I was supposed to play golf on Saturday with two neighbors and one of the neighbor’s friends. They’ve been talking about it for two weeks. We would play early so it wouldn’t eat up the day.

I committed to it with a stone in my gut. “Yeah, sure. Sounds like fun.” I had to force the words out. I should hang out with the guys more often, do some testosterone shooters, beat my chest.

But I’d rather hang out with my kid.

This morning, before I left for work,  I asked Trish what was on slate for Saturday. I knew we were having dinner at some friends at 6:30. I should be home from golf by 3, with plenty of time to get ready for dinner. But I was looking for a way out.

Trish, the sweetest, most earnest and sincere person in the world, reminded me of a consignment sale Saturday morning, completely guilt-free.

“Oh, and I guess it’d be better if Ella stayed home.”

“No, not necessarily. She can go with me.”


“Then,” she said, “there’s Bug Fest at the museum.”

Aha! Bug Fest! Spiders and dung beetles and the bee-bearded lady! Ella’s going to love it! She loves the museum of natural sciences anyway, when there’s just the same old dinosaur skeleton and the native-animal dioramas, stuffed and dusty. But add bugs and the kid’s going to go wild! She loves bugs! I saw my opening and went for it.

“Well, when will we do that if I go play golf? I guess you guys could go without me.” I know. It was pathetic.

And then Ella lands the sucker punch.

“Dad, will you go with me?”

I don’t know what I said to avoid a direct answer, but I did. I limped off to work with my tail between my legs, but with a plan of escape.

Tonight, when I got home from work, I went next door to tell the neighbor I was backing out. I hate backing out. I’m sure I seemed weasely. He doesn’t have kids yet. His wife’s a pilot. Their lives are carefree, like back in the day. No problem, he said. He could find someone else. No big deal.

Walking back to my house the other neighbor was coming to the first neighbor’s. “You going to hit range balls tonight?”

I told him no, and that I’d just backed out of the Saturday game.

“Dad duty, huh?”

“Yeah,” I said, in my best “what a drag” voice. No sense in opening myself to suspicion. I mean, a dad who LIKES his kid? Who would choose his kid over golf? On Saturday? Come on, that’s impossible. Honestly, if we didn’t have so many fun things planned I’d be looking forward to playing golf. But I’m still riding the dad high. I still want to take advantages of the fun things. There won’t be another Bug Fest when Ella’s net yet 3 and knows the answers to all of life’s problems and comes to me only when she wants to rob me of my last $20 for a trip to the freaking mall.

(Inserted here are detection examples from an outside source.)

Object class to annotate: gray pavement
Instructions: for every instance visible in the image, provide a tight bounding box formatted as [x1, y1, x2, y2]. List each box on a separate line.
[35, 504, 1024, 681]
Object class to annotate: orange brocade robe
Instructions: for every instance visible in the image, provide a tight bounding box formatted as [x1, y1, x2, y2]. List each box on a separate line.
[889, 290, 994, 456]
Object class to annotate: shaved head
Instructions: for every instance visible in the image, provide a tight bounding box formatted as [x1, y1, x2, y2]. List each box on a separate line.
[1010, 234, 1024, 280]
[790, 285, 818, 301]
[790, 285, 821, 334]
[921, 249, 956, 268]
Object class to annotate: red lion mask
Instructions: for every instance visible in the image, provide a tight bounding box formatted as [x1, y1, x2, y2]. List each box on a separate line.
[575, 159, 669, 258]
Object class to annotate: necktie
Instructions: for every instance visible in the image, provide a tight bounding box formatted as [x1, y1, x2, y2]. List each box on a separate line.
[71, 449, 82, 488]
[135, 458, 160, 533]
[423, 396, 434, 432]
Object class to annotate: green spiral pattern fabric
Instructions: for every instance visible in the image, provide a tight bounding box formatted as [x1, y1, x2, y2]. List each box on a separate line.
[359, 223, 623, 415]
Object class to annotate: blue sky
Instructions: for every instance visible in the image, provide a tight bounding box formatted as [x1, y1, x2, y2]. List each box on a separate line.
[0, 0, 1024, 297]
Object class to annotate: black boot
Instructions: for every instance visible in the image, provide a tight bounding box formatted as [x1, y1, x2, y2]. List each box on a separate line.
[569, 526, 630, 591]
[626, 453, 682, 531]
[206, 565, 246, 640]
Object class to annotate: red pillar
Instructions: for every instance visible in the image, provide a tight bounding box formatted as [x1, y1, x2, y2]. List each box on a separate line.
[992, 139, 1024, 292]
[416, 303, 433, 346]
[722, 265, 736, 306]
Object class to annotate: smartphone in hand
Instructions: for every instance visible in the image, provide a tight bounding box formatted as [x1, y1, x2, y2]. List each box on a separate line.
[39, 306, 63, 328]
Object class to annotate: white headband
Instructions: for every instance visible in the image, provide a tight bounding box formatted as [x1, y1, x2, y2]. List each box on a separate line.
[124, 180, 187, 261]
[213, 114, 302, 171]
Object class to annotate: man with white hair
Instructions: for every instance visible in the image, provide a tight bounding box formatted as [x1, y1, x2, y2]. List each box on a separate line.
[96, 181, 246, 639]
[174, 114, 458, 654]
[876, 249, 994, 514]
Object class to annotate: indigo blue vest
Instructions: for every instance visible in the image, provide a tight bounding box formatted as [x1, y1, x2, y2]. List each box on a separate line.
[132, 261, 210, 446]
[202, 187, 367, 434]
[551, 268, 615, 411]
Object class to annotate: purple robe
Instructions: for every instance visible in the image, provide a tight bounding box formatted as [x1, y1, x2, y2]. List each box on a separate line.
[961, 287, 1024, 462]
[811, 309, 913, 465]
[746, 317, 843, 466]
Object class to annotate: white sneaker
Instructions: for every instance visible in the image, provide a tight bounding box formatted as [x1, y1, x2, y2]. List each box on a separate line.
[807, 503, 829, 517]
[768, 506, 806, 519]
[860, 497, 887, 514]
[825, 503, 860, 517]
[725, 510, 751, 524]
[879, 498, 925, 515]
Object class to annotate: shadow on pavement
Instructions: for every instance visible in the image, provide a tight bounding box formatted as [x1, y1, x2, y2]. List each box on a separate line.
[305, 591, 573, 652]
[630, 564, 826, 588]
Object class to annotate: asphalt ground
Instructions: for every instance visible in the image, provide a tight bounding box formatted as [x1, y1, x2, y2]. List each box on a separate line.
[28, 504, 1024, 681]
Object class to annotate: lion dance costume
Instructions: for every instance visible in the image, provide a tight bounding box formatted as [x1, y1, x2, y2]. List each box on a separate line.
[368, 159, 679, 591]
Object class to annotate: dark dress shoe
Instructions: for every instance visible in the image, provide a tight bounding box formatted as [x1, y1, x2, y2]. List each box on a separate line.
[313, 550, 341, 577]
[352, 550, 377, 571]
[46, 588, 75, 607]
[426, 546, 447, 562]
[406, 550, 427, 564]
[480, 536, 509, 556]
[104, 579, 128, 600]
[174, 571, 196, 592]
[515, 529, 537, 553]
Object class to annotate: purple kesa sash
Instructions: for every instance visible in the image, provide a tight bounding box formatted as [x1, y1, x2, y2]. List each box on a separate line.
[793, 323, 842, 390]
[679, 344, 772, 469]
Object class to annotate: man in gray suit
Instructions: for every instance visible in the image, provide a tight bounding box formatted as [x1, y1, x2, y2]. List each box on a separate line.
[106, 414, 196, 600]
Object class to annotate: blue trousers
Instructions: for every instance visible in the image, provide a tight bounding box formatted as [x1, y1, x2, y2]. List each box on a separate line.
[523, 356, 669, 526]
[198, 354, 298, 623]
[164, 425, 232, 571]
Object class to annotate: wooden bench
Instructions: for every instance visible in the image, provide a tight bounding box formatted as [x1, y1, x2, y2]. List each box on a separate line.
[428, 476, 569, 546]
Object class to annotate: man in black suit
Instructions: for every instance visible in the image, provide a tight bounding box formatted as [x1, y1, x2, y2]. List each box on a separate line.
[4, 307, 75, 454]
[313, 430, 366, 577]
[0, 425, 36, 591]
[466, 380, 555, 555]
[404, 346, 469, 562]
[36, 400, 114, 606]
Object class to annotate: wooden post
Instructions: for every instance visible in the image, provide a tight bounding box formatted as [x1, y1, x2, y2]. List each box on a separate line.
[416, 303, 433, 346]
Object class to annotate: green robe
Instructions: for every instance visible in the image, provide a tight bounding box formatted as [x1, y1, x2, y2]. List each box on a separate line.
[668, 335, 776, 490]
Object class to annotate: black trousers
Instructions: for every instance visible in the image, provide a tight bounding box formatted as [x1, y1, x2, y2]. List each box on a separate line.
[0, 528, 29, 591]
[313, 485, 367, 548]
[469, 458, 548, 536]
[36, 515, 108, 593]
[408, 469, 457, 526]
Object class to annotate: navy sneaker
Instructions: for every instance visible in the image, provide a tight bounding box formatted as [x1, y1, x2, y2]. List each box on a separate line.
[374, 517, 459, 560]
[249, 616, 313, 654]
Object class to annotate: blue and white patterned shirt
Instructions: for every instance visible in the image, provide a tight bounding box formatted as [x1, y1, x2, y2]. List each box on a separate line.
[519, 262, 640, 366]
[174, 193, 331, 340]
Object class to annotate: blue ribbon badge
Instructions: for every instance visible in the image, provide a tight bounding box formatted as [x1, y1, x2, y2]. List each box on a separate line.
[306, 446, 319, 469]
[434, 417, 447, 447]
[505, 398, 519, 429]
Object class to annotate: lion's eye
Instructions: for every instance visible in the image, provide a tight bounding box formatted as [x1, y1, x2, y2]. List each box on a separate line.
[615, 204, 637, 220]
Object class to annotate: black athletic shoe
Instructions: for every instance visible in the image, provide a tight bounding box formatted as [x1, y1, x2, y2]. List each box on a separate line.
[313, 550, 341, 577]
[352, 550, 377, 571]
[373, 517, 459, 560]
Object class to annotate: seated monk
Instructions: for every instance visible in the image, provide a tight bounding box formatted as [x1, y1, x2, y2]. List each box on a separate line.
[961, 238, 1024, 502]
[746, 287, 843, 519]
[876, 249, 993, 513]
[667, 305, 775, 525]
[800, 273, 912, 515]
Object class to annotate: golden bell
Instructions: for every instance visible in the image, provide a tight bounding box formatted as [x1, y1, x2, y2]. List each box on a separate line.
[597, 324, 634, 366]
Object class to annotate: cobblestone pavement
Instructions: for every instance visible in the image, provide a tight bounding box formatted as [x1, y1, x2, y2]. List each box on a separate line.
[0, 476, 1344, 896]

About half an hour ago I tucked Ella into bed and was saying goodnight when I received all the validation I need.

“Dad, I miss you when you go to work,” she said.

“I miss you too, Sweetheart.”

Yeah, I could say I’m not going to let my kid run my life. I could say it’s best that she start realizing that I’m not always going to be there, that life’s not always fun, that she needs to start learning how to entertain herself. I know people who do that.

You know what? That’s bullshit. The kid’s been on the earth less than three years. Remember how junior high seemed so difficult, and it lasted three years? Imagine, because you can’t remember, going through junior high and at the same time trying to learn how to talk and walk and feed yourself and poop in a toilet without falling in.

Kids whose parents put them on hold are the ones who become the most obnoxious mall rats.

And besides, it’s Bug Fest! The bee-bearded lady? How cool is that??